I give a lot of credence to the people living in that area, which I do not. However, I can speculate on what to do, like most here are doing.

A lot of the comments here so far talk about “saving” Detroit. You cannot save what has already been lost. The bankruptcy is not the end of a long period of failure – the failure occurred over a long span of time, and this is a natural point on the continuum – if nothing changes, then eventually Detroit will look like Pripyat, Ukraine (near Chernobyl), or Hashima Island, Japan.

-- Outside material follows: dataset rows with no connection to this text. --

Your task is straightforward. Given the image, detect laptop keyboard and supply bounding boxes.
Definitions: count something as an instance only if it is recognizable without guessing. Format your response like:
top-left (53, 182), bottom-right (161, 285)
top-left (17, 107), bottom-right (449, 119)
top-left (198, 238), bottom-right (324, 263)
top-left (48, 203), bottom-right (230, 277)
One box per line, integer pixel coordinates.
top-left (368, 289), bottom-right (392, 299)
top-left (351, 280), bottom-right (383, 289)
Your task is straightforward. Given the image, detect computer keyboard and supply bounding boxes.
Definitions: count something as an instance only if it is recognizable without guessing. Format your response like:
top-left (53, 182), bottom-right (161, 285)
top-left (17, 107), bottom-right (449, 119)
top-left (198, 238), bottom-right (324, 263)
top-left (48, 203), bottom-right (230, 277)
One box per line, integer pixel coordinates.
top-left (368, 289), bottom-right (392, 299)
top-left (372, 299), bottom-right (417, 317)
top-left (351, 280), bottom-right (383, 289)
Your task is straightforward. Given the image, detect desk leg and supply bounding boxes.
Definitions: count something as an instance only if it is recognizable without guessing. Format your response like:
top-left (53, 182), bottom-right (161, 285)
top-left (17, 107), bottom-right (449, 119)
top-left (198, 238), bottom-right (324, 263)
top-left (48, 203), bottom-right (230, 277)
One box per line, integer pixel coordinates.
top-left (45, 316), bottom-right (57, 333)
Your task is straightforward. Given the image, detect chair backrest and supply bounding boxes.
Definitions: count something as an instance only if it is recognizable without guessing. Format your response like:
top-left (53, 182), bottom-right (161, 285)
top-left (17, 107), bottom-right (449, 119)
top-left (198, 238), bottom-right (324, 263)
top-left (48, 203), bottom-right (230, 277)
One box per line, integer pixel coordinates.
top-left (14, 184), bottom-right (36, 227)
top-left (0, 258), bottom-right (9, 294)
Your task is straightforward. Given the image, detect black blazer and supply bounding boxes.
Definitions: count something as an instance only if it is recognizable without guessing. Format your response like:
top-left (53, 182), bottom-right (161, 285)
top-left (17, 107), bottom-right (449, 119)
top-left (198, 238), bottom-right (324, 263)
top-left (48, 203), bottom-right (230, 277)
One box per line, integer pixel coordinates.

Nothing can be done to “save” Detroit. However, things can be done to “change” it. So the history shows that businesses and people moved to the suburbs. Why did they do that? Jobs, businesses, better schools, lower crime, better infrastructure, more space, and efficient leadership. The suburbs leveraged the things they could offer to become attractive – the suburbs beat the big city, and people noticed.

If Detroit wants to survive, it needs to become attractive. Mow down all the abandoned neighborhoods and rip out all the old infrastructure – let the land go fallow for a year or two. Then, start beating the suburbs at their own game – sell the fallow land for cheap to housing developers and make it attractive for people to live in Detroit and commute to their job in the suburbs. Make these new neighborhoods attractive, safe, and modern with good schools. Eventually, businesses will start to follow – you may see suburbs of the suburbs cropping up within Detroit’s city limits – as long as these new areas are clean, safe, and cheaper than the existing suburbs.

Of course, people will need confidence in the city leadership before anything positive can occur. The toxic leadership of the past will scare people away just as good as the radioactivity in Pripyat.

Leaving everything as it is now and hoping someone will come in to clean it all up is not going to work.

Suburbs have a big advantage. They can be located close enough to a city so its residents have access the city - but remain outside of the city so its residents don’t have to pay taxes for the stuff they have access to.

It sounds great. But how would they pay to do this?

My understanding is that the few remaining people in Detroit are being asked to support a large city all by themselves and just moving out. Would you tax them even further to pay for demolishing the rest of the city? Raise their taxes to build schools and idyllic neighborhoods for the newcomers while their own schools rot? I find it unlikely Detroit will be able to borrow a lot of money at this point.

It takes money to make money. And you’ve got to invest to turn things around. But when you’re flat broke, where does the investment money come from?